Хозяин маленькими глоточками пил портвейн, а гость чайком баловался.
— Знаю, Ленечка, зачем ты приехал. Камушки твои у меня. В целости и сохранности, а вот сдать их по хорошей цене не удается пока.
— Что, клиенты твои обеднели?
— Да нет, они все нафаршированные выше крыши. Только цену стоящую давать не хотят.
— Это как?
— А вот так. Говорят, времена не те. А торговать надо осторожно. Ты про разгонщиков ментовских слышал?
Как же Ястребу не слышать. Если разобраться по делу, он был одним из них. И к абаловским тайникам руку приложил, и на некоторых богатеньких навел Сашкиных бойцов.
— Слышал что-то. Болтали люди.
— Вот то-то и оно. Борю Цыгана посадили, тот мог целый алмазный прииск скупить. А его шестеркам я камушки твои показывать боюсь, а то получится, как с дрессировщицей Ириной Бугримовой.

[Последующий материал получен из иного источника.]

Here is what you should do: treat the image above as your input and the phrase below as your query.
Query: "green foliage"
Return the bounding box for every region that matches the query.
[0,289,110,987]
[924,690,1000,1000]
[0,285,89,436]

Историю эту Ястреб знал, как никто другой, так как сам ставил кражу из квартиры знаменитой артистки цирка.
Ретро. 1981 год
В ноябре прошлого года сразу после праздников Шорин приехал к нему рано утром. Алена не любила Сашку, с трудом скрывала это, поэтому осталась в спальне, а они пошли на кухню.
— Есть дело… — Шорин по-хозяйски открыл холодильник, достал бутылку польского пива с красной этикеткой, налил его в кружку и ждал, пока осядет пена.
Ястреб молчал, не ожидая ничего хорошего от раннего визита шефа.
— Есть дело, — повторил Шорин, — что молчишь?
— Жду.
— Значит, так. Об артистке Ирине Бугримовой слышал?
— Слышал.
— О ее камнях знаешь?
— Что-то люди говорили.
— У нее редчайшая коллекция камней. Что молчишь?